I was still at medical school when the Black Report was published, which demonstrated that although health had improved since the introduction of the welfare state there were widespread inequalities and that the main cause of these were economic factors. Since then, the social determinants for health have been increasingly clarified whilst the inequalities have remained stubbornly persistent or have even increased. General practice has recently been encouraged to embrace the concept of working in Primary Care Networks which require us to reach beyond acting as advocates for our registered patients and to act collectively as advocates for our local communities. One of the most gratifying projects I was involved in as a GP lead for one of the Integrated Care Communities in North Cumbria (a predecessor to the PCNs) was to seek to address the significant problem of fuel poverty in our area. This involved GPs working with our district council, public health as well as third sector and an electricity provider to set up a single point of contact, as recommended in NICE guideline NG6 , to help address this problem which significantly contributes to excess winter deaths. We had already set up a social prescribing scheme which resulted in many patients who regularly attended GP surgeries receiving personalised support for their problems which were largely or wholly unrelated to medical matters. This for me seemed to give a glimpse into an exciting and far more effective approach to working in a massively extended team, but still working as a GP.

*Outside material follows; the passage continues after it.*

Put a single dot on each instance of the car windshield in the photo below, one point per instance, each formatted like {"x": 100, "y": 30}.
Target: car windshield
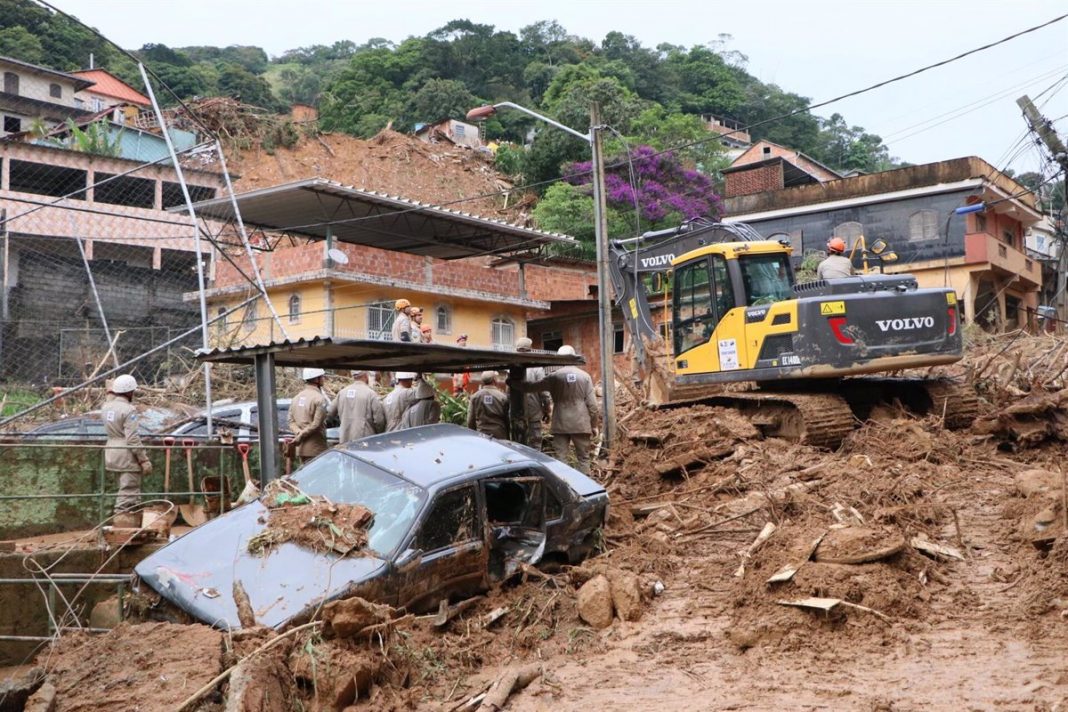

This … seemed to give a glimpse into an exciting and far more effective approach to working in a massively extended team.

As we emerge from the pandemic, I am hopeful that we will discover something of the ‘Spirit of ‘45’ which led to the formation of the welfare state and the birth of the NHS. The example of the GP-Led vaccination programme is graphically illustrating the synergy and even the passion of GPs, working closely with their colleagues and communities to improve the health and wellbeing of their patients. It might be that some PCNs will recognise that the enhanced service payments that they will receive has been through the dedication and hard work of a workforce well beyond the GP or the practice teams. Some may even follow the lead of Astra Zeneca, the pharma giant, that has chosen to provide their vaccine on a not-for-profit basis, recognising that it has been produced as a collective effort of business and academics alongside substantial government and philanthropic funding support.

I will miss general practice. I will miss it a lot, but my overwhelming desire is that this specialty that has inspired and exhausted me in equal measure will be able to evolve and adapt and continue to be the ‘bedrock of the NHS’ for many decades to come.